Les lycéens ne sont pas conservateurs ; au contraire, ils exigent des réformes, mais considèrent qu'elles doivent porter une ambition éducative, répondre à l'objectif d'une école plus juste, permettant l'émancipation des jeunes et l'élévation du niveau de formation de la population. Les moyens doivent ainsi découler des objectifs politiques fixés à l'école, et non constituer un préalable conduisant à revoir les objectifs à la baisse. L'Union nationale lycéenne porte de nombreuses propositions pour réformer le système éducatif. C'est la réforme du collège unique en diversifiant certains enseignements pour lui permettre de redevenir le lieu de la mixité sociale, le renforcement du lien entre le secondaire et le supérieur, un vrai service public d'orientation capable de dispenser une information gratuite et de qualité à tous les élèves.
C'est le lycée polyvalent qui mêle les filières professionnelles, technologiques et générales dans un même établissement, favorisant les passerelles. C'est une pédagogie interdisciplinaire, un service public d'aide scolaire qui permette aux familles d'éviter le recours au privé pour assurer les missions de l'école. C'est une refonte des rythmes scolaires et des programmes, une nouvelle architecture de l'évaluation et de l'examen du bac. Les pistes à explorer sont nombreuses et les propositions des lycéens détaillées et crédibles.
Le président de la République a raison : si les lycéens se mobilisent c'est parce qu'ils sont inquiets pour leur avenir et qu'ils ont le sentiment d'être une génération sacrifiée sur l'autel de la rigueur. Cette situation est loin d'être normale et devrait révolter l'ensemble de la classe politique. Comment en effet théoriser que par principe la jeunesse soit synonyme d'inquiétude pour l'avenir ? Comment se résoudre à ce que les jeunes Français soient les plus pessimistes d'Europe ? Les lycéens souhaitent au contraire en se mobilisant préserver leur droit à l'avenir et démontrer que la jeunesse doit être le moment de l'émancipation et de l'ouverture des possibles.
Crise des banlieues et mouvement lycéen contre la réforme du bac en 2005, mobilisation contre le CPE en 2006, mouvement des étudiants et lycéens contre la loi sur les libertés et responsabilités des universités en 2007, la fréquence des mobilisations de la jeunesse démontre, loin d'une tradition rituelle, l'ampleur de la crise sociale et générationnelle qui traverse le pays. Le gouvernement serait fort inspiré d'entendre le message de la jeunesse, faute de quoi c'est l'avenir de l'ensemble du pays qui sera compromis.
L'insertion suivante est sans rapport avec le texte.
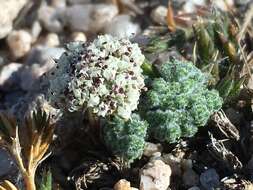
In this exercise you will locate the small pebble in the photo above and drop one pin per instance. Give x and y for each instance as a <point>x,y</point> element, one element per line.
<point>89,17</point>
<point>52,40</point>
<point>159,15</point>
<point>122,185</point>
<point>155,176</point>
<point>58,3</point>
<point>190,178</point>
<point>50,18</point>
<point>174,162</point>
<point>35,30</point>
<point>121,26</point>
<point>210,179</point>
<point>19,42</point>
<point>9,76</point>
<point>151,148</point>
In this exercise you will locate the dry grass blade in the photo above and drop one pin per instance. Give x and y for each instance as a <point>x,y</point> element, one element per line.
<point>29,145</point>
<point>170,18</point>
<point>218,150</point>
<point>225,126</point>
<point>7,185</point>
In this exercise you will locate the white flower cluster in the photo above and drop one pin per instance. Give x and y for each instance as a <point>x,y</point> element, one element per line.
<point>104,76</point>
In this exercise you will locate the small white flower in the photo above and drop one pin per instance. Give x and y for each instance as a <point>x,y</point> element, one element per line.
<point>93,101</point>
<point>124,112</point>
<point>105,76</point>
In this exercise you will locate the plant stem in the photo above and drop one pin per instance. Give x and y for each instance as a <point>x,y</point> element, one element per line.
<point>29,181</point>
<point>148,69</point>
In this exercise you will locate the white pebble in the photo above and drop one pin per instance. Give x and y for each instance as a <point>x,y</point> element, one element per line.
<point>52,40</point>
<point>19,42</point>
<point>78,36</point>
<point>122,27</point>
<point>159,15</point>
<point>155,176</point>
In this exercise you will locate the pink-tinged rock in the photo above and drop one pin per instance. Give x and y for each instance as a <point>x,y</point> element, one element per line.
<point>155,176</point>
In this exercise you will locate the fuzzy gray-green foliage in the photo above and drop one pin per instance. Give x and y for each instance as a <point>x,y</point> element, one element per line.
<point>126,139</point>
<point>179,101</point>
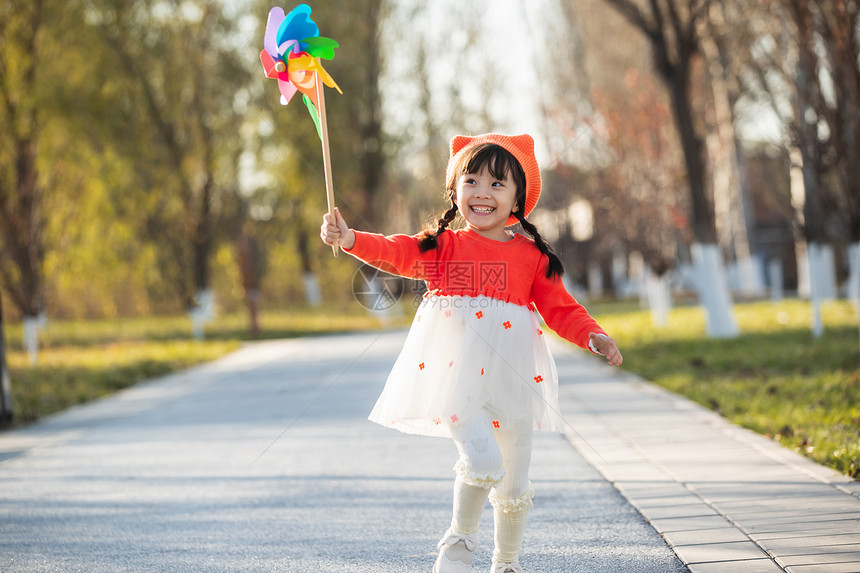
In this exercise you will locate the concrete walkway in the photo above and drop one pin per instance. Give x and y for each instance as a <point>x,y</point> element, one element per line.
<point>725,499</point>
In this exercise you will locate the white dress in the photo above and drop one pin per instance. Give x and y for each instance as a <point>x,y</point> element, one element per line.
<point>467,356</point>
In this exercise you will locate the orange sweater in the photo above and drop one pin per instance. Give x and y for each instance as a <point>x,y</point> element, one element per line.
<point>467,264</point>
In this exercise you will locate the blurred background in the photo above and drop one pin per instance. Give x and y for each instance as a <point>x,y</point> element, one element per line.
<point>700,160</point>
<point>147,168</point>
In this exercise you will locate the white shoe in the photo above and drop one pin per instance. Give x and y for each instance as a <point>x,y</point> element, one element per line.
<point>507,568</point>
<point>455,553</point>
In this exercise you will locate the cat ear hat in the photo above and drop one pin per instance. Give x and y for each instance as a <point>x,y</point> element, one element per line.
<point>522,147</point>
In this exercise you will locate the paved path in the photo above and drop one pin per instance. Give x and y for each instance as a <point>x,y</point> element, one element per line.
<point>726,499</point>
<point>263,461</point>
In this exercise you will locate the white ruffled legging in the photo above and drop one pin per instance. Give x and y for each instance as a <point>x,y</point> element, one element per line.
<point>494,463</point>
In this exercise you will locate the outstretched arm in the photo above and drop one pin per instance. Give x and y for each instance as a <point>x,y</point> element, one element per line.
<point>335,231</point>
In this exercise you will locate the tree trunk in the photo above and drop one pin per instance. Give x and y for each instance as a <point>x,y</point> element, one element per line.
<point>714,291</point>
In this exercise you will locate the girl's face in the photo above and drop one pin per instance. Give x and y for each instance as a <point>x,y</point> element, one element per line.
<point>486,202</point>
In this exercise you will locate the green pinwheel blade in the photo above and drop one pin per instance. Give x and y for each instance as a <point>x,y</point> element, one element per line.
<point>320,47</point>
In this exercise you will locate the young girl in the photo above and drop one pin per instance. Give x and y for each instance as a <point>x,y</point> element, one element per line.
<point>475,366</point>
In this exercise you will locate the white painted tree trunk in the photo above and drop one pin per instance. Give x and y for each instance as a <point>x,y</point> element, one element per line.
<point>313,294</point>
<point>659,298</point>
<point>814,268</point>
<point>750,276</point>
<point>636,279</point>
<point>595,281</point>
<point>826,274</point>
<point>714,291</point>
<point>854,278</point>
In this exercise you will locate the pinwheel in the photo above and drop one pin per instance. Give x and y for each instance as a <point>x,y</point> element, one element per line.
<point>292,50</point>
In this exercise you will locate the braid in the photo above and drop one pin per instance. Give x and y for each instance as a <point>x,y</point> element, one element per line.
<point>429,240</point>
<point>555,268</point>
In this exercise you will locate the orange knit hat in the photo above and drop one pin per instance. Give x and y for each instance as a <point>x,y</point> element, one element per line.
<point>522,147</point>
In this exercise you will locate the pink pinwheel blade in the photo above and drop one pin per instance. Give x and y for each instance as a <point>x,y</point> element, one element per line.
<point>270,40</point>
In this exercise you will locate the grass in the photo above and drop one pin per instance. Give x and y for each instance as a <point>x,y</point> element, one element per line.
<point>775,378</point>
<point>82,360</point>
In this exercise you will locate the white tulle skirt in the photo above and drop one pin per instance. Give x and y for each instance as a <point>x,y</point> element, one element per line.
<point>464,355</point>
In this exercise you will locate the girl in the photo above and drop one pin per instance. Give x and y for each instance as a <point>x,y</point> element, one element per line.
<point>475,366</point>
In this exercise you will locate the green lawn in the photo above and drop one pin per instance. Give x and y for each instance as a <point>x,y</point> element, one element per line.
<point>775,378</point>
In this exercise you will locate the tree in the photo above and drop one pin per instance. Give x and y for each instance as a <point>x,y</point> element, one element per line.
<point>673,34</point>
<point>182,75</point>
<point>5,382</point>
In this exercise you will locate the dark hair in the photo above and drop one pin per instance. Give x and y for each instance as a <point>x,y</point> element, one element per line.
<point>499,162</point>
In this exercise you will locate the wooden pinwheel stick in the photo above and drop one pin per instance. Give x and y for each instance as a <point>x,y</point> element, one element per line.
<point>329,186</point>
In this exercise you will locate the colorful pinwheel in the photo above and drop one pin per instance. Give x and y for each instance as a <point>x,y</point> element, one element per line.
<point>292,50</point>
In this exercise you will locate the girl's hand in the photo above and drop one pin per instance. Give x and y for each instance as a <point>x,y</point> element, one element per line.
<point>606,346</point>
<point>335,231</point>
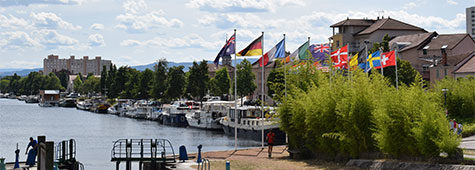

Les lycéens, en se mobilisant autour de revendications et de propositions claires, ont pris leurs responsabilités et montré l'absurdité des sempiternelles accusations de manipulation portées contre les jeunes qui se mobilisent. Lors de la rencontre avec Xavier Darcos, le 10 mai, ils ont obtenu de premiers reculs de la part du gouvernement. Des thématiques ont été dégagées qui vont dans le bon sens pour la future réforme du lycée, comme la mise en place d'un réel statut lycéen, ou encore d'un service public d'orientation doté d'un vrai contenu. Si ces avancées sont significatives, elles ne sauraient être considérées comme suffisantes et les lycéens attendent désormais du ministre qu'il réaffirme son ambition pour le système éducatif par la mise en place d'une exception dans l'éducation nationale à la logique de suppressions à grande échelle de postes qui prévaut dans la fonction publique.